While some Bega Valley roads are hotspots for crashes, upgrade works have been directed elsewhere, so questions are being asked of what determines where funding is spent to improve roads.
At least two men died and others have been injured in crashes on Mount Darragh Rd in 2015 alone.
Nearby resident Bill Campbell was one of the first on scene to a ute rollover on West Kameruka Rd on February 3, in which thankfully no-one was seriously injured.
However, Mr Campbell said it was at least the third incident in the same stretch within 12 months, one of which involved a mother with three children.
“People use it for a shortcut, it has log trucks driving along it and it's a school bus route - at 100kmh on dirt, it's absolutely stupid,” Mr Campbell said.
Mr Campbell said he believed Bega Valley Shire Council had budgeted to seal a section of West Kameruka this year, but not the series of bends that are seeing motorists coming unstuck.
However, a council spokesperson told Fairfax Media the road was graded three times a year, but there were no plans to tar it.
The number of crashes on these at-risk roads suggest they have an equal, if not greater, need for upgrades as an 800metre section of the Princes Hwy at Frogs Hollow where the NSW government recently spent $2.1million on improvements.

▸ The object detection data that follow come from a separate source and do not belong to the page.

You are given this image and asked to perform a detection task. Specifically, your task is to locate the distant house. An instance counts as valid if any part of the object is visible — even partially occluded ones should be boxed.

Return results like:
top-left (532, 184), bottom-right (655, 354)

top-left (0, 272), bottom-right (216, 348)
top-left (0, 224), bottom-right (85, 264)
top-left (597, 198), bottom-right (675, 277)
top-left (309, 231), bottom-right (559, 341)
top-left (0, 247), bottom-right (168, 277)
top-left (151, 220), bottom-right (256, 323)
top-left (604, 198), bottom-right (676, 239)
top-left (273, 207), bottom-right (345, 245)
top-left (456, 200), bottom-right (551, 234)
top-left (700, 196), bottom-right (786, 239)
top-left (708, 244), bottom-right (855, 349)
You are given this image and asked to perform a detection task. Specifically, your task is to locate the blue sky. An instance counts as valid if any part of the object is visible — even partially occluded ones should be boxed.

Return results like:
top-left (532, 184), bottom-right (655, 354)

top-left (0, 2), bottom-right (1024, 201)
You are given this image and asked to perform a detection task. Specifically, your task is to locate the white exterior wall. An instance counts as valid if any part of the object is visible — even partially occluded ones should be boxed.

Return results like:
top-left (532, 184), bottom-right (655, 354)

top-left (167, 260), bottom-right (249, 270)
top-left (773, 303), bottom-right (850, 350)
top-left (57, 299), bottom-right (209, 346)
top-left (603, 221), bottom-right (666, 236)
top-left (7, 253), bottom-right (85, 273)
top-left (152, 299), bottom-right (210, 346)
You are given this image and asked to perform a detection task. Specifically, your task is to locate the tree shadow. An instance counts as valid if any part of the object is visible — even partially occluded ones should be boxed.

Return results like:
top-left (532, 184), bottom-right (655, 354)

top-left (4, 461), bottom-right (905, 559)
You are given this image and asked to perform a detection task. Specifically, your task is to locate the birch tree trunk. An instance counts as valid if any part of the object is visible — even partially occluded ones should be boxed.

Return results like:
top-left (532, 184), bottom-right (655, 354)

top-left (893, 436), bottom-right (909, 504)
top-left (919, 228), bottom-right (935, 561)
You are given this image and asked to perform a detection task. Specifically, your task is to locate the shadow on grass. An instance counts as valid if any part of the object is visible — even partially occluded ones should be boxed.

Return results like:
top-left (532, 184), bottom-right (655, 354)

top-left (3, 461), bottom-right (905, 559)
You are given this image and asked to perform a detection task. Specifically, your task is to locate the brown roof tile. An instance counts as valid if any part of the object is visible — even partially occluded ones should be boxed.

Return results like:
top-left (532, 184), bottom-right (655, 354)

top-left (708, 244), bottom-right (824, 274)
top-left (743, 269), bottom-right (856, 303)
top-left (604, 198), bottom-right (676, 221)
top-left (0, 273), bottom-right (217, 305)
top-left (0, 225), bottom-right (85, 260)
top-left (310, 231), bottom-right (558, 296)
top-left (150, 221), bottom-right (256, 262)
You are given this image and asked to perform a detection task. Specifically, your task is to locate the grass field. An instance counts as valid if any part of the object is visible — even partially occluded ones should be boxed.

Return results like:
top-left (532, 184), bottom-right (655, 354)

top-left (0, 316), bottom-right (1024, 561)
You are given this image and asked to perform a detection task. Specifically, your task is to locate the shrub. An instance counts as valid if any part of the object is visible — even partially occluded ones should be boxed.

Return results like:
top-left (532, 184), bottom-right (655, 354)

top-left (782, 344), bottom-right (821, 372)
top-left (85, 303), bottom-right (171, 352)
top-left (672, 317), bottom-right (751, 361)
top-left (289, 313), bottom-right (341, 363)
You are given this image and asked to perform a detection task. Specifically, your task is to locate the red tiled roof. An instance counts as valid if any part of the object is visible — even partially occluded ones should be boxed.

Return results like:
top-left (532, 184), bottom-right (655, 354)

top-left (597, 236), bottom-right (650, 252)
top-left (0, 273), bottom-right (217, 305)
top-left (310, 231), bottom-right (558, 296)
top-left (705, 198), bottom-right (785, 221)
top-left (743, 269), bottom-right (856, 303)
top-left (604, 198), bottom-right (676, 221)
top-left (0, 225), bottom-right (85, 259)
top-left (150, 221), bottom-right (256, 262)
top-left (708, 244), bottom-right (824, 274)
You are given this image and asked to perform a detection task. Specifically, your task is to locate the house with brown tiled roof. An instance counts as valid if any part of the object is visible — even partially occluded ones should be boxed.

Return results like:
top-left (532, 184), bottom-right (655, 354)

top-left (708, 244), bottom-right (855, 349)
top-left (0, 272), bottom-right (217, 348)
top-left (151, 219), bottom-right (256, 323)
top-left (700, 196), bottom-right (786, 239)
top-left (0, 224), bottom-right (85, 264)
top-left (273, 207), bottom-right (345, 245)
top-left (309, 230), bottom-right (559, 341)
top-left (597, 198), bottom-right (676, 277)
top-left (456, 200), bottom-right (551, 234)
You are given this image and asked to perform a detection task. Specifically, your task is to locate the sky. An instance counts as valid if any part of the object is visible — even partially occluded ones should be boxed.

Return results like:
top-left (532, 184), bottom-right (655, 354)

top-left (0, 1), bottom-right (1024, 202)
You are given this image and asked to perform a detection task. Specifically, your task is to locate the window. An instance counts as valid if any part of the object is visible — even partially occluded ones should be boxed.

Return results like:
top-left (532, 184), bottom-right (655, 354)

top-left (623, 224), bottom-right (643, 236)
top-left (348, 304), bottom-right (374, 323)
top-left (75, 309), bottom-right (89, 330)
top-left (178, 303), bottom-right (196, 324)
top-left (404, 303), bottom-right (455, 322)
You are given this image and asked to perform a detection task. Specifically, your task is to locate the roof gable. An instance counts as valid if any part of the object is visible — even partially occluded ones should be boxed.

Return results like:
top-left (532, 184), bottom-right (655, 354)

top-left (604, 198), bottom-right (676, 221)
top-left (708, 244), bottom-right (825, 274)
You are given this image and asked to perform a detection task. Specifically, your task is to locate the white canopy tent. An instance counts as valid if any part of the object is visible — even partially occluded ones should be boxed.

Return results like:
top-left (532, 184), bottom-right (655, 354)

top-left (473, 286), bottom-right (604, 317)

Two years ago, Member for Bega Andrew Constance said part of the highway was identified for an upgrade after five crashes were recorded in the five years to January 2014.
A Roads and Maritime Services spokesperson said work and funding allocations across NSW are prioritised on a needs basis. Factors include crash statistics, traffic counts and development in the area.
They said recent safety improvement projects around Bega included the Frogs Hollow widening, a speed zone reduction over a 4km stretch at Wallaga Lake and a speed zone reduction on Mount Darragh Rd.
Also, a speed zone review is being carried out on the length of the Cobargo-Bermagui Rd. Sections of this road could fall under Safer Roads/Blackspot funding.